An exploratory problem, as defined by Dr Stevenson and to which I agree, is a problem which has two phases: an inductive phase and a deductive phase. The inductive phase involves gathering data and looking for patterns (which a good exploratory problem will have plenty of). The actual problem is usually part of a whole family of problems, so the inductive phase usually includes examining different cases of the entire family. For the diagonal intruder problem, this means seeing what happens with different sized rectangles and how that affects how many squares the line passes through.
Once data has been gathered, the student should be able to make a conjecture about the data – see a pattern and wonder if it holds true.

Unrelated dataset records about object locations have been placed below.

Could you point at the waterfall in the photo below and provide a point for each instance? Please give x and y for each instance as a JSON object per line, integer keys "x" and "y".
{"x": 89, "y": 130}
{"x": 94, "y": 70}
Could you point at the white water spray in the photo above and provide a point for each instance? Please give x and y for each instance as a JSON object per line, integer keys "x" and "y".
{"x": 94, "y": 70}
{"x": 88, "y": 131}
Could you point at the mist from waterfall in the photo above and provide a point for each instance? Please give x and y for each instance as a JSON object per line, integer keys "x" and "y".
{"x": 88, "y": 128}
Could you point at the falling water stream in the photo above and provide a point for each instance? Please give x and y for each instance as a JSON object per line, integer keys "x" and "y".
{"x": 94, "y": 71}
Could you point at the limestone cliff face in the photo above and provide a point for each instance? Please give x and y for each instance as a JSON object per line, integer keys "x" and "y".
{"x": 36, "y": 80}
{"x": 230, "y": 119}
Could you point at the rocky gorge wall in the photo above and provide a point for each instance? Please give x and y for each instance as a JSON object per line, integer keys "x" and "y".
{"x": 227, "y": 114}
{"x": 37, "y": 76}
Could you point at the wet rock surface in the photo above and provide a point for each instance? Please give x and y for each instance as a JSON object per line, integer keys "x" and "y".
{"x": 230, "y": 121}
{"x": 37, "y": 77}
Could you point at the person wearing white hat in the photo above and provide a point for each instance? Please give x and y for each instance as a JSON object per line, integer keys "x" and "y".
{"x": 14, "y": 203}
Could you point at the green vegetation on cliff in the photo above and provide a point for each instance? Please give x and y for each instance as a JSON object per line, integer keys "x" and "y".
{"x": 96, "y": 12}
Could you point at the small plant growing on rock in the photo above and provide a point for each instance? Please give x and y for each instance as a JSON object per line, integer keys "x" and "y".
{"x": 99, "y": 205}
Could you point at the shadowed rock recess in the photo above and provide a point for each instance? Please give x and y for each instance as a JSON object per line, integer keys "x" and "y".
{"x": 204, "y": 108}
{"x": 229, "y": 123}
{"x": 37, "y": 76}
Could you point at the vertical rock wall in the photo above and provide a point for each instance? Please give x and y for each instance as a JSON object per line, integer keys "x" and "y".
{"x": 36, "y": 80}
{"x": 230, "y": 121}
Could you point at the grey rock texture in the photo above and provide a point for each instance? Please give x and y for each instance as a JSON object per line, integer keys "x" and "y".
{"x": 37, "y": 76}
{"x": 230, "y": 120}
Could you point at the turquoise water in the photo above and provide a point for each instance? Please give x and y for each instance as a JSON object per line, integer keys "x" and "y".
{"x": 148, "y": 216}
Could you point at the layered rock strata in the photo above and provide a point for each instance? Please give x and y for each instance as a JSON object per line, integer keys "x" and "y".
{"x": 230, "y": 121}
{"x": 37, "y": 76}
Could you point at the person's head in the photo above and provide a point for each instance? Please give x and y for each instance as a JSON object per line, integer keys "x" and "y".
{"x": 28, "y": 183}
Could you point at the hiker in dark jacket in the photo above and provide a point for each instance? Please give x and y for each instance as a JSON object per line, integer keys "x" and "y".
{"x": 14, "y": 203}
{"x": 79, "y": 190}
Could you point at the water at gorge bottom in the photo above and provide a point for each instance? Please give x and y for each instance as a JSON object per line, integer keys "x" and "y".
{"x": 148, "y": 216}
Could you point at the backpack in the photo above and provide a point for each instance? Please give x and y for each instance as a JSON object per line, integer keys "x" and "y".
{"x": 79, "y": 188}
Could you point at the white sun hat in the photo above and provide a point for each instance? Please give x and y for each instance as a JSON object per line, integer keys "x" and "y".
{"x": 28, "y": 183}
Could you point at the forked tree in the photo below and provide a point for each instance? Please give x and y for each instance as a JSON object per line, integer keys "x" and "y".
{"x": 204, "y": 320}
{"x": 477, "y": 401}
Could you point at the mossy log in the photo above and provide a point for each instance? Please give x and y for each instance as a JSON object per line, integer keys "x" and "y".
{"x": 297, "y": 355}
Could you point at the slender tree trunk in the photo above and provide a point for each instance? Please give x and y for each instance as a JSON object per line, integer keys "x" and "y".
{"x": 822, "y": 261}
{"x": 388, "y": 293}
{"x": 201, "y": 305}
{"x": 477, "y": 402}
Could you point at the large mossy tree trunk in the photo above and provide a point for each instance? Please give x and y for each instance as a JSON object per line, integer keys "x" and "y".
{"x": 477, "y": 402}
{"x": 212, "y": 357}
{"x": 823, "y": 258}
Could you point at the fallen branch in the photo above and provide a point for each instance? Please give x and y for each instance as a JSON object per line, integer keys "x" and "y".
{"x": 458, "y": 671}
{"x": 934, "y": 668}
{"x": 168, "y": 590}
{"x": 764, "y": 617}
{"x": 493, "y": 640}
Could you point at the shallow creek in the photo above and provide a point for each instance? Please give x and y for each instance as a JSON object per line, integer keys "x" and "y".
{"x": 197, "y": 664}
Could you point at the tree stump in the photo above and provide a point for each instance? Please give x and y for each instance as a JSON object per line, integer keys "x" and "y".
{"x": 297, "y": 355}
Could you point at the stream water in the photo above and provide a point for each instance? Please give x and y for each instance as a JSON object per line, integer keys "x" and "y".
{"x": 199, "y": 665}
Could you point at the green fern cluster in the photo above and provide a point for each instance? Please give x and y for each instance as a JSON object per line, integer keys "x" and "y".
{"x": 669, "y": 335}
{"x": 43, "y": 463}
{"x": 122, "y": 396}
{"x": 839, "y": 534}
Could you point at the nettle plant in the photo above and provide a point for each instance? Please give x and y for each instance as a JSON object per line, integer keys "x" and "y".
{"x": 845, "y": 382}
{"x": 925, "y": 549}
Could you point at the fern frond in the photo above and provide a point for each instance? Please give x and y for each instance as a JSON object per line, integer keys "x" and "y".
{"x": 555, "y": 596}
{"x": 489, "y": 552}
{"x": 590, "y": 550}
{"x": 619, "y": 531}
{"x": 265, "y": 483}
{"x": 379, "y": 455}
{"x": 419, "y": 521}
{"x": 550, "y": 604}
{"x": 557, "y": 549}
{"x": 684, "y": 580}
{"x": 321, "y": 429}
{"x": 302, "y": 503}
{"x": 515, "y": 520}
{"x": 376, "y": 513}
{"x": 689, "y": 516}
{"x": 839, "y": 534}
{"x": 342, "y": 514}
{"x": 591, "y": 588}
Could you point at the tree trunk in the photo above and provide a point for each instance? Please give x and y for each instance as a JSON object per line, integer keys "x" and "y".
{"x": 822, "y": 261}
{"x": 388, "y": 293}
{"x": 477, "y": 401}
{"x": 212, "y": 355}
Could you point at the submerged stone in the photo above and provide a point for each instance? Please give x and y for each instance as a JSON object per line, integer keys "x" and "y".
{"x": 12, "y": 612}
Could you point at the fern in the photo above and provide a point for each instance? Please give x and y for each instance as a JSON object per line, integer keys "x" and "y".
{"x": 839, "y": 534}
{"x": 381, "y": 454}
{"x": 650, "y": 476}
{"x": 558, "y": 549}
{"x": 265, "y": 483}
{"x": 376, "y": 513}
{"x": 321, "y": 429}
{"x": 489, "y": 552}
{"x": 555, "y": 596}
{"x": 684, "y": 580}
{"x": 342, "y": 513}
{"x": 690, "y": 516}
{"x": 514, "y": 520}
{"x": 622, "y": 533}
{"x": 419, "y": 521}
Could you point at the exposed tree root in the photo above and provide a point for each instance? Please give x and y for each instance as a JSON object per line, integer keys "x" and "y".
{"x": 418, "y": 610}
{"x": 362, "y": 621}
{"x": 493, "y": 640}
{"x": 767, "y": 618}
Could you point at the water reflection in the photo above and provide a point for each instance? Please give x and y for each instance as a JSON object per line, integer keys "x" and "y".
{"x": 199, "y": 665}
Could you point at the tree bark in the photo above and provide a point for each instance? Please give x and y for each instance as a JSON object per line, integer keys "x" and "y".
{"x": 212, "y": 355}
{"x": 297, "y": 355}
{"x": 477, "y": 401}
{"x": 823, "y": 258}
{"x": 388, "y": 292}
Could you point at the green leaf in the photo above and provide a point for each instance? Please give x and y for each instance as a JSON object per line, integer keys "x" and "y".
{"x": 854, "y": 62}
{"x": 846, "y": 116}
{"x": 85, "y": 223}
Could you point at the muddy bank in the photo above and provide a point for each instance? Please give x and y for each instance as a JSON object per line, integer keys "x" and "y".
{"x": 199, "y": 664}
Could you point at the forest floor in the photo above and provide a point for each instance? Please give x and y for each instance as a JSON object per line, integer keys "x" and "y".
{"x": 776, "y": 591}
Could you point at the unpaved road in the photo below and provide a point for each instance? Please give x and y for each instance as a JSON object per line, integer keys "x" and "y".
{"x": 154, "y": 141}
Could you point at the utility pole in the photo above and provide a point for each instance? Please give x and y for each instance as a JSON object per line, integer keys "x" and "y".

This is the most exciting part of the problem – noticing a pattern, wondering if it continues, then wondering why this is happening. From there, we enter the deductive phase of the problem – can we explain the pattern? What’s going on mathematically that justifies our conclusions? Can we prove it for all cases? Because if I can prove it for a general case, then I can prove it for my original problem. Some of these answers for the diagonal intruder problem come from properties of slope and the gcd of the dimension of the rectangle, which is now something that the student is capable of applying.
This isn’t anything completely new or unheard of, by the way. It’s just usually found in Math Circles and enrichment activities for clubs and summer programs. In my opinion, every student should have the opportunity to experience these types of problems – to increase their confidence and independence on solving problems, as well as giving them a chance to be successful at one of the most natural aspects of human curiosity: finding patterns
My First Problem of the Week: Suppose I have a Square Lattice Grid. By connecting the dots, how many squares can I draw in the grid?